Recently, we have observed an increase in social media usage and a similar increase in hateful and offensive speech. Solutions to this problem vary from manual control to rule-based filtering systems; however, these methods are time-consuming or prone to errors if the full context is not taken into consideration while assessing the sentiment of the text [10].
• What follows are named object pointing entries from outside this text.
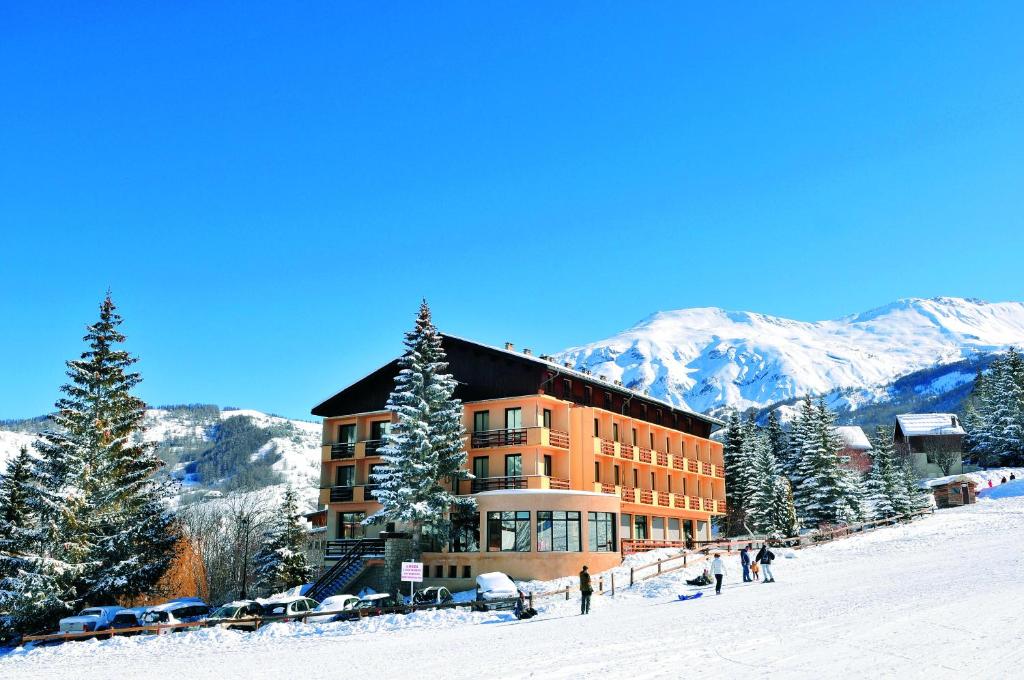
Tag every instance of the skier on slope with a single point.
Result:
(765, 556)
(718, 568)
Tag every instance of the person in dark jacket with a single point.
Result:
(765, 556)
(585, 591)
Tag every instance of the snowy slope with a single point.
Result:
(709, 357)
(937, 598)
(294, 445)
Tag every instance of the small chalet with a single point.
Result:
(955, 492)
(934, 441)
(856, 448)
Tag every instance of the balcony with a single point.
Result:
(519, 481)
(342, 451)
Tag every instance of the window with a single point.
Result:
(558, 530)
(379, 428)
(481, 467)
(601, 532)
(465, 533)
(345, 475)
(640, 527)
(508, 530)
(350, 524)
(513, 419)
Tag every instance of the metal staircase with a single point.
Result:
(349, 565)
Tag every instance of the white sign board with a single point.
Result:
(412, 571)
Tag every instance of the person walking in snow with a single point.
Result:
(765, 556)
(585, 591)
(718, 569)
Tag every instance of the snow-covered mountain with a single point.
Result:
(211, 450)
(707, 358)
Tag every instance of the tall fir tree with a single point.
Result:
(108, 528)
(424, 450)
(281, 561)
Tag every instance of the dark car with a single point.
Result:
(374, 605)
(433, 595)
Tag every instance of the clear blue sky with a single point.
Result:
(269, 189)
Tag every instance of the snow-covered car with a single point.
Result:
(374, 605)
(334, 603)
(235, 615)
(127, 619)
(496, 591)
(432, 595)
(181, 610)
(289, 606)
(91, 619)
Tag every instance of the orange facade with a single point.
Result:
(585, 483)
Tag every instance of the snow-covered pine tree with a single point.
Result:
(826, 493)
(424, 449)
(107, 528)
(281, 561)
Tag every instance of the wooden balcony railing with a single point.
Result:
(342, 451)
(489, 438)
(558, 438)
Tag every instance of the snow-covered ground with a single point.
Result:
(938, 598)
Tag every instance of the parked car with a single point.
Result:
(288, 606)
(127, 619)
(334, 603)
(373, 605)
(495, 591)
(432, 595)
(181, 610)
(91, 619)
(228, 615)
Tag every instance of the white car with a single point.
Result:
(496, 586)
(334, 603)
(182, 610)
(92, 619)
(288, 606)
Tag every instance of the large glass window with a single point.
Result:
(558, 530)
(465, 533)
(601, 532)
(513, 419)
(508, 530)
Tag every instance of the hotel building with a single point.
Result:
(568, 469)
In Subtask-A of the shared task of Multilingual Offensive Language Identification (OffensEval2020), we focus on detecting offensive language on social media platforms, more specifically, on Twitter. The organizers provided data from five different languages, which we worked on three languages of them, namely, Arabic [7], Greek [9], and Turkish [2]. More details about the annotation process have been described in task description paper [16].

The approach used combines the knowledge embedded in pre-trained deep bidirectional transformer BERT [4] with Convolutional Neural Networks (CNN) for text [5], which is one of the most utilized approaches for text classification tasks. This combination of models has been shown to yield better results than using BERT or CNN on their own, as was shown in [6], and shown in this paper. This model, and with minimum text pre-processing, ranked 4th in Arabic, 4th in Greek, and 3rd in Turkish among more than 40 participants.

In the following sections of this paper, previous work is mentioned in Section 2, next, the data is described in Section 3, then the details of the model and the other experiments are described in Section 4. Finally, the submissions and the other experiments are detailed in Section 5.

This work is licensed under a Creative Commons Attribution 4.0 International License. License details: http://creativecommons.org/licenses/by/4.0/.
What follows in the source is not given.